Both artists are included in the book The Crucifixion In American Art by Robert Henkes (McFarland & Co. 2003).
These drawings do not narrate the story of the Crucifixion.
For Steczynski, his images evolve out of colored ink hatchings. They relate to post-modernism in their use of the appropriation, eclecticism and focus on the body. They are to operate as visual prayers that have their roots in devotional experience. They derive from the tradition of imagery inspired by devotion, piety and faith. The imagery is focused on as mystery and presence. The images are thus always the same as the same time that they change when placed in different contexts. Thus, the "Crucifixion(s) in a time of..." etc.

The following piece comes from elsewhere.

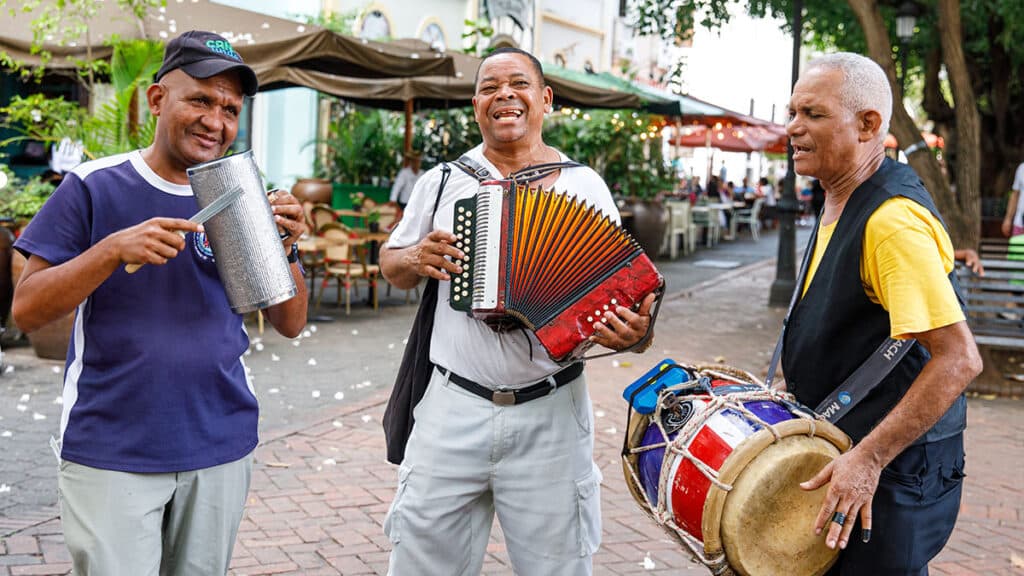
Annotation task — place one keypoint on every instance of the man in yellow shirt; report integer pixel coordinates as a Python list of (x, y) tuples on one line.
[(881, 268)]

Callahan's work has expressionist line and charcoal glimpses of a head, shoulders, crown of thorns, and dark instruments as though a scene is moving and one's view is a fragment. The drawings are not places in a sequence which records an event, but rather are places to repeat the feelings and focus on the theme as a meditation. The titles work with the drawings to allow multiple meanings and capture "gestures" of the images. The viewer is near the image. The viewer is in its space.